At Sea Venture Beach Restaurant in Morro Bay, the chef serves the abalone on toast triangles and tops it with oyster mushrooms sautéed in olive oil and quail egg cooked sunny side up. He surrounds that with garlic cream sauce and garnishes it with a few thinly sliced green onions.

Abalone With Cilantro Mint Relish

Chef Jacob Mosa of Lido at Dolphin Bay in Pismo Beach serves fried abalone with cilantro mint relish:

  • ½ red bell pepper, finely diced
  • ½ yellow bell pepper, finely diced
  • 1 cup white vinegar
  • ½ cup sugar
  • 1 bunch mint leaves (approximately 40 to 50 leaves)
  • ½ bunch cilantro
  • 1 tsp cornstarch
  • ½ cup water
  • Salt to taste


  1. Roll mint leaves into a straw-like shape and cut as fine as possible. Set aside.
  2. Mince cilantro. Set aside.
  3. In a small sauce pot, mix the peppers, vinegar, sugar, mint, and cilantro.  
  4. Bring to a boil. 
  5. In a metal bowl, whisk together the cornstarch and water. 
  6. Turn down heat and, while stirring with a whisk, pour in the cornstarch and water mixture. 
  7. Continue cooking until the mixture thickens. 
  8. Season with salt to taste.

Serve hot or cold. Refrigerate if not served within 4 hours.
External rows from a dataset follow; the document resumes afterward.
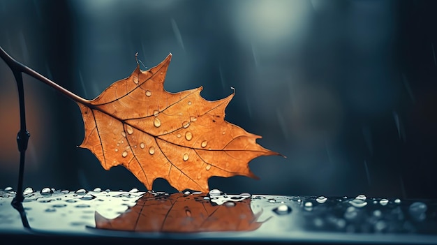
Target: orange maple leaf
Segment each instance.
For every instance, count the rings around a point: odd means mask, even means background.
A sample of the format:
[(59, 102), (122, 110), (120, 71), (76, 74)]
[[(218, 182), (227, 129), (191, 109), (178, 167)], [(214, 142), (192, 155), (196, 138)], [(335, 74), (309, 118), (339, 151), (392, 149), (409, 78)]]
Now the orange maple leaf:
[(147, 193), (115, 218), (106, 218), (97, 211), (94, 218), (97, 229), (143, 232), (249, 231), (263, 223), (257, 221), (262, 211), (253, 214), (250, 199), (234, 205), (212, 205), (198, 195), (154, 196)]
[(178, 191), (207, 192), (212, 176), (256, 178), (252, 159), (278, 153), (256, 143), (260, 136), (225, 121), (234, 94), (209, 101), (202, 87), (170, 93), (163, 84), (172, 55), (108, 87), (89, 103), (77, 102), (89, 149), (105, 170), (122, 165), (148, 190), (163, 178)]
Cayucos Ocean Rose Abalone With Uni Butter

Executive chef Neil Smith at Windows on the Water in Morro Bay fries the abalone in a mixture of oil and butter then tops it with uni butter and serves it over an Asian salad.

To make the Uni Butter:

  • 1 teaspoon fresh uni (sea urchin)
  • 1 teaspoon lemon juice
  • ¼ cup heavy cream
  • 1 tablespoon cubed butter

In a mixing bowl, whisk together the uni, lemon juice, and cream. Pour into small sauté pan and turn on the heat. After it boils, turn the heat down to simmer and add the butter one cube at a time, constantly stirring by shaking the pan in a clockwise rotation. Once all butter has melted and blended together, add a pinch of salt. Keep warm and set aside.

Serve the abalone over a salad of Asian microgreens, Wakame seaweed salad, julienned cucumbers and sesame seeds, dressed with Lemongrass Vin made of chopped lemongrass, rice vinegar, honey, chopped basil leaves, lemon juice, and canola/olive oil blend.